Toprak, 2016'da emekliliğe ayrılmadan önceki son yıllarında, İstanbul Emniyet Müdürlüğü Toplum Destekli Polislik Şube Müdürlüğünde, sorumlusu olduğu tiyatroda oyunlar sahneledi.
Tiyatro çalışmalarıyla ilgili konuşan Nuray Toprak, emniyet teşkilatında çocuklara, gençlere ve ebeveynlere yönelik üç oyun sergilediklerini söyledi.

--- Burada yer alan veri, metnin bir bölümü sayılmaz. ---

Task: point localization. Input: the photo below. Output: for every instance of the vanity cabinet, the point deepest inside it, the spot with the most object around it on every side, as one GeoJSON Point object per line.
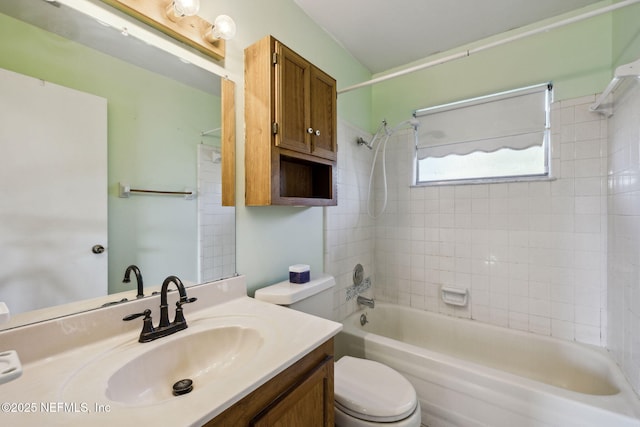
{"type": "Point", "coordinates": [290, 118]}
{"type": "Point", "coordinates": [301, 395]}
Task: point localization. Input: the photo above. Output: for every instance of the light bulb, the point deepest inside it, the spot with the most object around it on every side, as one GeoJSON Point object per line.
{"type": "Point", "coordinates": [223, 28]}
{"type": "Point", "coordinates": [181, 8]}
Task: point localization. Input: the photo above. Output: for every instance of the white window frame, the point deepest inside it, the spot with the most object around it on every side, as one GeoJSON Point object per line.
{"type": "Point", "coordinates": [497, 97]}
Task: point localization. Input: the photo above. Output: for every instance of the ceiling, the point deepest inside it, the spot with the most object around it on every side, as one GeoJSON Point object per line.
{"type": "Point", "coordinates": [384, 34]}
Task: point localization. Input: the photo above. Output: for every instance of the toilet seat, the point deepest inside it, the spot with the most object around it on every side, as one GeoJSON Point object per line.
{"type": "Point", "coordinates": [371, 391]}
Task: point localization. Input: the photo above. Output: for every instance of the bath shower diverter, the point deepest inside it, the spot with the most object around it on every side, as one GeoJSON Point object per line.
{"type": "Point", "coordinates": [10, 366]}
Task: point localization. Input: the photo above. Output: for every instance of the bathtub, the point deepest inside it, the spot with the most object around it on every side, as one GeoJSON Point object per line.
{"type": "Point", "coordinates": [467, 373]}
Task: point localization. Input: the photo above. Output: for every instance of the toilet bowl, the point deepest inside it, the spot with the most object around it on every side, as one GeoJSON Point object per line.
{"type": "Point", "coordinates": [366, 393]}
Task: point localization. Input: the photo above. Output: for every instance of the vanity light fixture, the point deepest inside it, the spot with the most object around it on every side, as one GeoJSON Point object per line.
{"type": "Point", "coordinates": [178, 9]}
{"type": "Point", "coordinates": [179, 19]}
{"type": "Point", "coordinates": [223, 28]}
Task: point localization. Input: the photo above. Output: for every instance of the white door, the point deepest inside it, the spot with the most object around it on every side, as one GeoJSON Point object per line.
{"type": "Point", "coordinates": [53, 193]}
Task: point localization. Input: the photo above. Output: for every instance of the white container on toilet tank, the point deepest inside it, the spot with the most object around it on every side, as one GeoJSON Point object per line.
{"type": "Point", "coordinates": [314, 297]}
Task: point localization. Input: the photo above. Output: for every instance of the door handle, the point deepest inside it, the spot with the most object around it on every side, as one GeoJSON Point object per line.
{"type": "Point", "coordinates": [97, 249]}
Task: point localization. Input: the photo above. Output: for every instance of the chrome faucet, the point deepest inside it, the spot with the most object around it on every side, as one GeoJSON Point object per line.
{"type": "Point", "coordinates": [369, 302]}
{"type": "Point", "coordinates": [127, 279]}
{"type": "Point", "coordinates": [149, 332]}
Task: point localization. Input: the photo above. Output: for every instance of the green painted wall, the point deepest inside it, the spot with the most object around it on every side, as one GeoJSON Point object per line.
{"type": "Point", "coordinates": [269, 239]}
{"type": "Point", "coordinates": [577, 58]}
{"type": "Point", "coordinates": [626, 35]}
{"type": "Point", "coordinates": [152, 143]}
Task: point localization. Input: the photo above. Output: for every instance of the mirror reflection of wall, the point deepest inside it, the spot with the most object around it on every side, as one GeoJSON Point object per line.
{"type": "Point", "coordinates": [155, 127]}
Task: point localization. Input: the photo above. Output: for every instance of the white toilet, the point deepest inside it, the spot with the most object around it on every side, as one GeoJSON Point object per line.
{"type": "Point", "coordinates": [367, 393]}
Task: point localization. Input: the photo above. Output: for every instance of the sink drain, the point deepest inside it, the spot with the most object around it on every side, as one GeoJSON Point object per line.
{"type": "Point", "coordinates": [182, 387]}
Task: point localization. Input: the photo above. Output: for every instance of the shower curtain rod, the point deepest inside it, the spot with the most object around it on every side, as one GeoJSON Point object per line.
{"type": "Point", "coordinates": [469, 52]}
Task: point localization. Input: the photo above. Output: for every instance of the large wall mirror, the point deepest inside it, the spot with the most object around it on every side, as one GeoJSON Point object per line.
{"type": "Point", "coordinates": [163, 132]}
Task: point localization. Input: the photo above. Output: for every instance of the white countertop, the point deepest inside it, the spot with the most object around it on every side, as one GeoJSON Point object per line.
{"type": "Point", "coordinates": [65, 369]}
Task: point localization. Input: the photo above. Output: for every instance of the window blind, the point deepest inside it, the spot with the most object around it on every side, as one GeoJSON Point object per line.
{"type": "Point", "coordinates": [517, 120]}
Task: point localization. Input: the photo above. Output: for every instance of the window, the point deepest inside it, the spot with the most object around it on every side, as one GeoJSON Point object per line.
{"type": "Point", "coordinates": [504, 136]}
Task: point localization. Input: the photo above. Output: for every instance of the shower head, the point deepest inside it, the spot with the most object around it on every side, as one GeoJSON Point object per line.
{"type": "Point", "coordinates": [369, 145]}
{"type": "Point", "coordinates": [412, 122]}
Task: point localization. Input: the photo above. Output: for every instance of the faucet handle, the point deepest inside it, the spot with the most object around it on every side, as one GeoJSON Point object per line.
{"type": "Point", "coordinates": [146, 314]}
{"type": "Point", "coordinates": [185, 301]}
{"type": "Point", "coordinates": [179, 318]}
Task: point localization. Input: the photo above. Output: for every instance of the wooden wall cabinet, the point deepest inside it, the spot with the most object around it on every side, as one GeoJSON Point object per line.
{"type": "Point", "coordinates": [291, 125]}
{"type": "Point", "coordinates": [302, 395]}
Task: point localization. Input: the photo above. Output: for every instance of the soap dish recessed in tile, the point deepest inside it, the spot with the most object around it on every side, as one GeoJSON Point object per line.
{"type": "Point", "coordinates": [10, 366]}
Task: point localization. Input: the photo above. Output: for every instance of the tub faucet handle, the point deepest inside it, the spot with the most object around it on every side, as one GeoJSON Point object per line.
{"type": "Point", "coordinates": [369, 302]}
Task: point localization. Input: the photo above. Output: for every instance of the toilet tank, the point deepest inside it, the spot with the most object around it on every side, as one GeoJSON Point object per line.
{"type": "Point", "coordinates": [314, 297]}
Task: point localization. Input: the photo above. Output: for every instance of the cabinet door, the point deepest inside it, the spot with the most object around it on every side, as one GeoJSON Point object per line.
{"type": "Point", "coordinates": [323, 114]}
{"type": "Point", "coordinates": [292, 100]}
{"type": "Point", "coordinates": [309, 403]}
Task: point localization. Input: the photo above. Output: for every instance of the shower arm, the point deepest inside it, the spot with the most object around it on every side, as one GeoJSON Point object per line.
{"type": "Point", "coordinates": [369, 145]}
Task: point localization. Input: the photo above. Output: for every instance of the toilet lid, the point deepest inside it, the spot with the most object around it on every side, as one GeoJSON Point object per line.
{"type": "Point", "coordinates": [372, 391]}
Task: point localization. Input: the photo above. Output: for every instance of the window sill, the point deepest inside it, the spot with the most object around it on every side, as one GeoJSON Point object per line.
{"type": "Point", "coordinates": [476, 181]}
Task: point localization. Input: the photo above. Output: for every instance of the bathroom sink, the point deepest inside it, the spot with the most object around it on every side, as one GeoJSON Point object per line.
{"type": "Point", "coordinates": [134, 374]}
{"type": "Point", "coordinates": [200, 357]}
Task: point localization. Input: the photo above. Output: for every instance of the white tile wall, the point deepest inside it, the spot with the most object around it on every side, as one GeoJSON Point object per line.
{"type": "Point", "coordinates": [216, 223]}
{"type": "Point", "coordinates": [349, 231]}
{"type": "Point", "coordinates": [624, 231]}
{"type": "Point", "coordinates": [531, 254]}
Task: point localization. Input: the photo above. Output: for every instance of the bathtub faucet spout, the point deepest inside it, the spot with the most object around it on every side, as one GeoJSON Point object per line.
{"type": "Point", "coordinates": [369, 302]}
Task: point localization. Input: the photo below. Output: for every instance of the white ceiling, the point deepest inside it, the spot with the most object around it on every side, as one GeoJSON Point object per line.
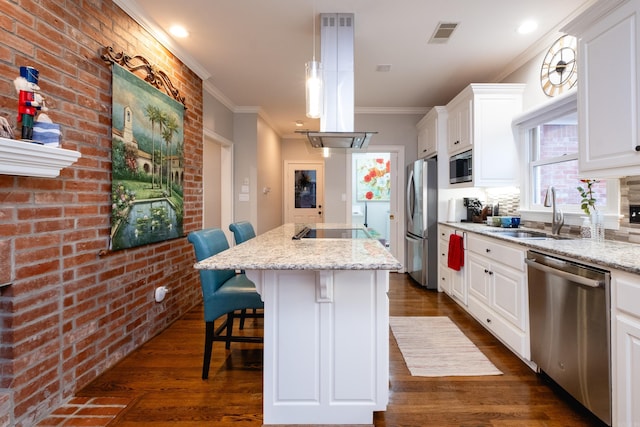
{"type": "Point", "coordinates": [251, 53]}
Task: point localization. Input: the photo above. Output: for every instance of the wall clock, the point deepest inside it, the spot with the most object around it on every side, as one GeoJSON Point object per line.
{"type": "Point", "coordinates": [559, 71]}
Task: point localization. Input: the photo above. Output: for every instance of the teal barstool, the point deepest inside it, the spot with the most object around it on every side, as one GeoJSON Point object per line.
{"type": "Point", "coordinates": [223, 292]}
{"type": "Point", "coordinates": [242, 231]}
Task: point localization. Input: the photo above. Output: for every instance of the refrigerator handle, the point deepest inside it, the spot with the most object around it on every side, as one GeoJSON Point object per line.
{"type": "Point", "coordinates": [410, 190]}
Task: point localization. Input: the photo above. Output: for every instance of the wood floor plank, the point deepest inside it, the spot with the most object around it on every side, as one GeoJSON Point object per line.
{"type": "Point", "coordinates": [163, 380]}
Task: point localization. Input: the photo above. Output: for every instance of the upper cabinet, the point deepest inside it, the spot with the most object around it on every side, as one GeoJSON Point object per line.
{"type": "Point", "coordinates": [431, 128]}
{"type": "Point", "coordinates": [608, 88]}
{"type": "Point", "coordinates": [479, 118]}
{"type": "Point", "coordinates": [459, 134]}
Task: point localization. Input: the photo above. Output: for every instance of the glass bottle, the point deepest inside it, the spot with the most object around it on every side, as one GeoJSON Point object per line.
{"type": "Point", "coordinates": [585, 227]}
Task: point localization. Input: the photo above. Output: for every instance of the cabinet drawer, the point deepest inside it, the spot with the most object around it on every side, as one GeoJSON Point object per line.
{"type": "Point", "coordinates": [496, 251]}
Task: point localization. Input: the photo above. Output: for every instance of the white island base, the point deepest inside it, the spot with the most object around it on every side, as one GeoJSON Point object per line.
{"type": "Point", "coordinates": [326, 345]}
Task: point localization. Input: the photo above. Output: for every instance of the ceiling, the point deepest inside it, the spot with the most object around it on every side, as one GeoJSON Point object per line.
{"type": "Point", "coordinates": [251, 53]}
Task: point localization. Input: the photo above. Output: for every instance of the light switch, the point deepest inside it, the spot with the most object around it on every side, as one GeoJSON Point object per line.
{"type": "Point", "coordinates": [634, 214]}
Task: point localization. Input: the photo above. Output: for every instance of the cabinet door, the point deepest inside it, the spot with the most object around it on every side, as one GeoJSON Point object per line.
{"type": "Point", "coordinates": [509, 296]}
{"type": "Point", "coordinates": [459, 286]}
{"type": "Point", "coordinates": [459, 125]}
{"type": "Point", "coordinates": [608, 102]}
{"type": "Point", "coordinates": [625, 348]}
{"type": "Point", "coordinates": [427, 138]}
{"type": "Point", "coordinates": [479, 277]}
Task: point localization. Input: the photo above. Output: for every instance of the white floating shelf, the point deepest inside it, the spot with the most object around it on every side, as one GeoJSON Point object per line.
{"type": "Point", "coordinates": [29, 159]}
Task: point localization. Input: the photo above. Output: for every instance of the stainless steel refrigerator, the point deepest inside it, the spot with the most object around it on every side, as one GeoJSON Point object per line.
{"type": "Point", "coordinates": [422, 222]}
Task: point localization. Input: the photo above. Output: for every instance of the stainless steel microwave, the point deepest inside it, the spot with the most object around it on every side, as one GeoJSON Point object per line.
{"type": "Point", "coordinates": [461, 168]}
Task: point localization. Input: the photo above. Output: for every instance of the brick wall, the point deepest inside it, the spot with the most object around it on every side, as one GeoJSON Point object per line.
{"type": "Point", "coordinates": [66, 312]}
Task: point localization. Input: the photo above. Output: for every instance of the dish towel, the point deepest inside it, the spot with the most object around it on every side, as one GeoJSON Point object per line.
{"type": "Point", "coordinates": [455, 259]}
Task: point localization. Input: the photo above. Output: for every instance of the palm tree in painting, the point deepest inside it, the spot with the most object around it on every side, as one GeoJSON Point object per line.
{"type": "Point", "coordinates": [154, 116]}
{"type": "Point", "coordinates": [170, 128]}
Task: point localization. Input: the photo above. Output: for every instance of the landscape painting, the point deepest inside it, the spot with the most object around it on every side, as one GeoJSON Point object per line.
{"type": "Point", "coordinates": [147, 162]}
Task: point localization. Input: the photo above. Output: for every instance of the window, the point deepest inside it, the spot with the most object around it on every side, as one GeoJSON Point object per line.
{"type": "Point", "coordinates": [549, 136]}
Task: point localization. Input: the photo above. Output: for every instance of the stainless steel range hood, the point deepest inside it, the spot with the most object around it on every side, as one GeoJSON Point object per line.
{"type": "Point", "coordinates": [337, 56]}
{"type": "Point", "coordinates": [353, 140]}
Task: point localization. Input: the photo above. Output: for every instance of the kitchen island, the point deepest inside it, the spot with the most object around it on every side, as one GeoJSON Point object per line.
{"type": "Point", "coordinates": [326, 324]}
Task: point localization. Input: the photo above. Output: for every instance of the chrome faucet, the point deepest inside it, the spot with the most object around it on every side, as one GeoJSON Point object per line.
{"type": "Point", "coordinates": [557, 217]}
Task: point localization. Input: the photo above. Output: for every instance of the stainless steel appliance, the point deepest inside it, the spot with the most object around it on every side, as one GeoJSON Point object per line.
{"type": "Point", "coordinates": [461, 168]}
{"type": "Point", "coordinates": [569, 326]}
{"type": "Point", "coordinates": [422, 219]}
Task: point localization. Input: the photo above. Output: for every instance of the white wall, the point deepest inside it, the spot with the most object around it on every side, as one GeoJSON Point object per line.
{"type": "Point", "coordinates": [269, 178]}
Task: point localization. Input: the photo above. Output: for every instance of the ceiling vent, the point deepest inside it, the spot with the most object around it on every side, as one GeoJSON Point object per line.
{"type": "Point", "coordinates": [443, 32]}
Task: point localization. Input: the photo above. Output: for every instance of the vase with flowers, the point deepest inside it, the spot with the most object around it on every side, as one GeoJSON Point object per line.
{"type": "Point", "coordinates": [594, 220]}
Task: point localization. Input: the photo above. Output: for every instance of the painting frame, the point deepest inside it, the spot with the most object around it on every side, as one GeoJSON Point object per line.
{"type": "Point", "coordinates": [373, 179]}
{"type": "Point", "coordinates": [147, 137]}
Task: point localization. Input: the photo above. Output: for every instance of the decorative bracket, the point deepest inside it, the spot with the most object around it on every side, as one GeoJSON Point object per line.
{"type": "Point", "coordinates": [158, 78]}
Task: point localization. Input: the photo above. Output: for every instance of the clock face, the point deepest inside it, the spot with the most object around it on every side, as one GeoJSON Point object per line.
{"type": "Point", "coordinates": [559, 71]}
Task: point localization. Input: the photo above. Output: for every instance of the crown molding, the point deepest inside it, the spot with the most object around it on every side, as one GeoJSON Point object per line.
{"type": "Point", "coordinates": [131, 8]}
{"type": "Point", "coordinates": [391, 110]}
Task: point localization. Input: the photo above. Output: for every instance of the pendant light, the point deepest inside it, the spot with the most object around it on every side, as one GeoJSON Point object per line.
{"type": "Point", "coordinates": [313, 84]}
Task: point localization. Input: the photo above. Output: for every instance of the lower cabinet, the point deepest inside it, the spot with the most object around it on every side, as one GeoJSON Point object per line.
{"type": "Point", "coordinates": [497, 290]}
{"type": "Point", "coordinates": [452, 282]}
{"type": "Point", "coordinates": [625, 348]}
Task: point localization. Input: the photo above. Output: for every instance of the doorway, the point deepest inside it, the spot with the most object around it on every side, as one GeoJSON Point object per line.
{"type": "Point", "coordinates": [217, 168]}
{"type": "Point", "coordinates": [375, 194]}
{"type": "Point", "coordinates": [304, 192]}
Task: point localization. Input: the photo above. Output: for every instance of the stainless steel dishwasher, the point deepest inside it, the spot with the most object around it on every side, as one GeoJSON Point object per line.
{"type": "Point", "coordinates": [569, 320]}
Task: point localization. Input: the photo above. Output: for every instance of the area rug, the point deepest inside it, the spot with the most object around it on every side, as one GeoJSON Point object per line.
{"type": "Point", "coordinates": [435, 347]}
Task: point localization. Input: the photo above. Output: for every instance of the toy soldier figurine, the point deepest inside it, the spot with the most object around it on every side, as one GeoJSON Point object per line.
{"type": "Point", "coordinates": [29, 101]}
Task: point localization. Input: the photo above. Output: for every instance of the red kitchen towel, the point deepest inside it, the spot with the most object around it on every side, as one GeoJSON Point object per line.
{"type": "Point", "coordinates": [455, 260]}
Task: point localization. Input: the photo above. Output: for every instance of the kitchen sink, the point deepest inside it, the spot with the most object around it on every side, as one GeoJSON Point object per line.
{"type": "Point", "coordinates": [527, 234]}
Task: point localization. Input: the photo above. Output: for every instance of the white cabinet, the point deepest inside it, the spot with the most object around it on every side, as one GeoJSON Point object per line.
{"type": "Point", "coordinates": [452, 282]}
{"type": "Point", "coordinates": [459, 124]}
{"type": "Point", "coordinates": [625, 348]}
{"type": "Point", "coordinates": [479, 118]}
{"type": "Point", "coordinates": [431, 129]}
{"type": "Point", "coordinates": [497, 290]}
{"type": "Point", "coordinates": [608, 88]}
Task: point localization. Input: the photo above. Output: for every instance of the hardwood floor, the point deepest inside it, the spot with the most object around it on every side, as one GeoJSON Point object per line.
{"type": "Point", "coordinates": [162, 380]}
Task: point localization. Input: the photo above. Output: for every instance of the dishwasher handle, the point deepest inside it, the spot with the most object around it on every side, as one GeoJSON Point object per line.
{"type": "Point", "coordinates": [566, 275]}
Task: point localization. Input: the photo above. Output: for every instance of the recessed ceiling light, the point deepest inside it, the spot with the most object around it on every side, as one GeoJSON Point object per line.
{"type": "Point", "coordinates": [527, 27]}
{"type": "Point", "coordinates": [179, 31]}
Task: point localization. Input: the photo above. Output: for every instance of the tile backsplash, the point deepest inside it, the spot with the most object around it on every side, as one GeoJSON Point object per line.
{"type": "Point", "coordinates": [629, 195]}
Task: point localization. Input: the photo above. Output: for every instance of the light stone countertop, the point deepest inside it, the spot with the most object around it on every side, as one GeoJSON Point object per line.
{"type": "Point", "coordinates": [276, 250]}
{"type": "Point", "coordinates": [609, 254]}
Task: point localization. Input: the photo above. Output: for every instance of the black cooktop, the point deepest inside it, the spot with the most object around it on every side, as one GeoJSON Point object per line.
{"type": "Point", "coordinates": [331, 233]}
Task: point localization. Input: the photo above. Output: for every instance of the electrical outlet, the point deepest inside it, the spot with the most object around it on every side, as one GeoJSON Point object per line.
{"type": "Point", "coordinates": [634, 214]}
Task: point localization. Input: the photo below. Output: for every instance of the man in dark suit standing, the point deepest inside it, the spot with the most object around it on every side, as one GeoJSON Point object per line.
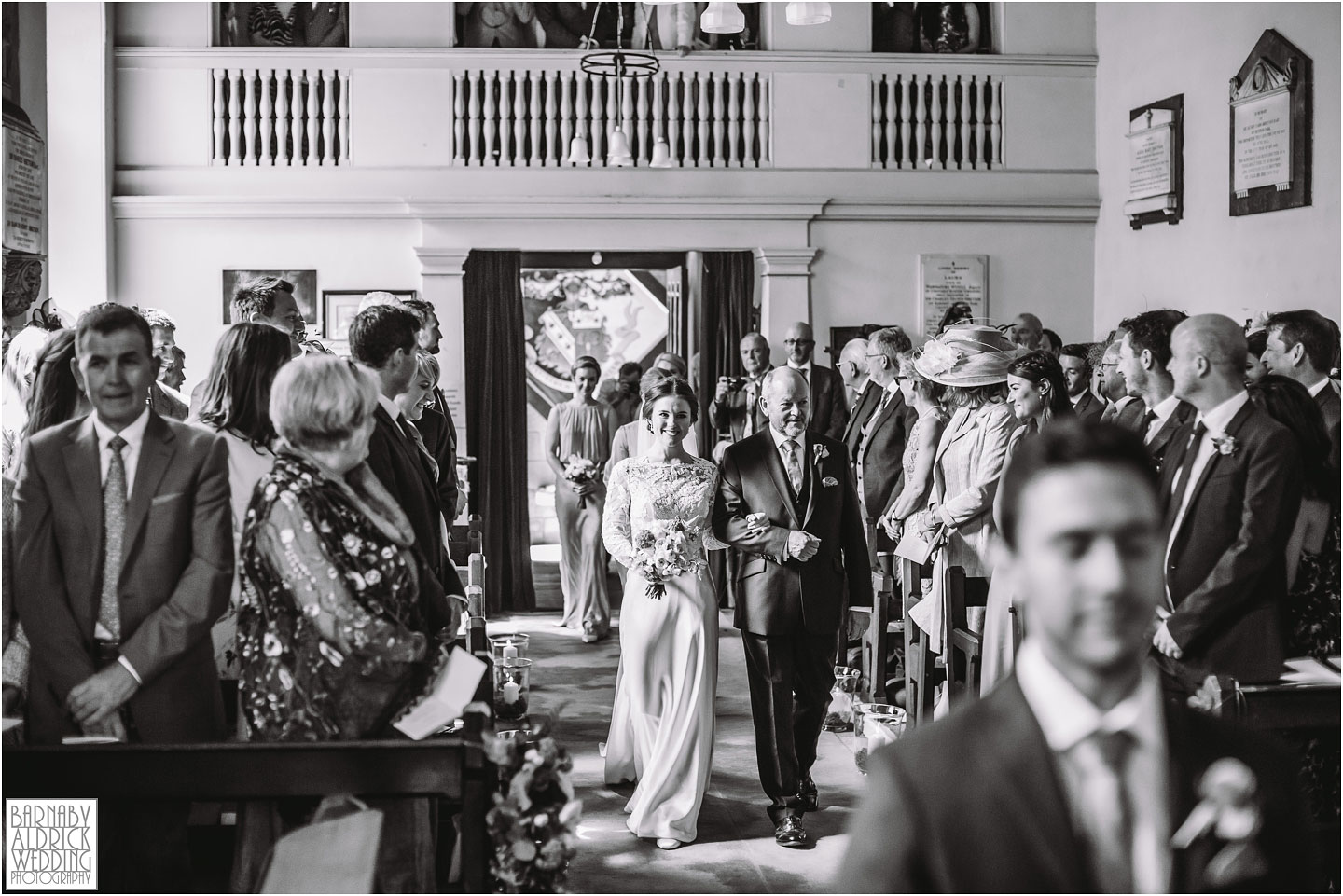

Ceza alacağını zannediyordu, yıl sonu töreninde tiyatro oyunu sergiledi
Doğum gününde kılık değiştirerek sahnelediği bir oyunun önünü açtığını ifade eden Toprak, "Emniyet müdürünün kulağına gidiyor, sonrasında beni odasına çağırıyor. 'Okul müdürü neden çağırıyor?' diye çok korktum. 'Gel kızım' diye beni yanına çağırdı. Ceza ve uyarı alacağımızı zannettim. 'Yıl sonu geliyor, aynısını okulun bittiği gün törende yapacaksın' deyince kız arkadaşımla beraber o küçük skeci oynadık" dedi.
"Şiddet mağdurlarında sanatın iyileştirici yönü var"
Şiddet gören çocukların sosyal gelişimini sürdürebilmesinde tiyatronun iyileştirici bir yönü olduğuna dikkati çeken Toprak, "Çocuklar oyunlarla neyin doğru, neyin yanlış olduğuna dair farkındalık kazanıyor. Peki çocuklar şiddete uğradı, ne yapmak gerekiyor? Bunların bir de rehabilitasyon süreci olması lazım. Onun için tiyatro dedim. Özellikle çocuklarımızın kendilerini anlatabilmeleri, dil gelişimini sürdürebilmeleri ve daha özgüvenli olabilmeleri için sanat diyorum" diye konuştu.
Toprak, çocuk güvenliği, cinsel istismar ve trafik kuralları gibi konuları içeren çocuk oyunlarının senaryosunun uzman ve psikologların danışmanlığında yazıldığını vurgulayarak, çocukları cinsel istismara karşı bilinçlendirmek amacıyla yazılan "Farkındayım Aldanmam" oyununun, çocuklarla ve ebeveynlerle sıcak ilişkide bulunmak için fırsat yarattığını ifade etti.
"Oyunu izleyen çocukların anlatmasıyla istismar vakaları ortaya çıktı"
Oyunu izleyen çocukların anlatmasıyla ortaya çıkan vakalar olduğunu söyleyen Toprak, "İyi dokunuş ve kötü dokunuşu anlatırken çocuk farkına varıyor ve geliyor. Sonrasında 'Cadı Teyze bana şöyle dokunuyordu, beni rahatsız ediyordu, böyle bir şey var mı?' diye üstüne gittiğimizde olay ortaya çıkıyordu. Hem içimiz sızlayarak hem de mutlu bir şekilde çünkü eğer ki çocuk farkında olmamış olsaydı belki daha farklı yerlere gidecekti" diye konuştu.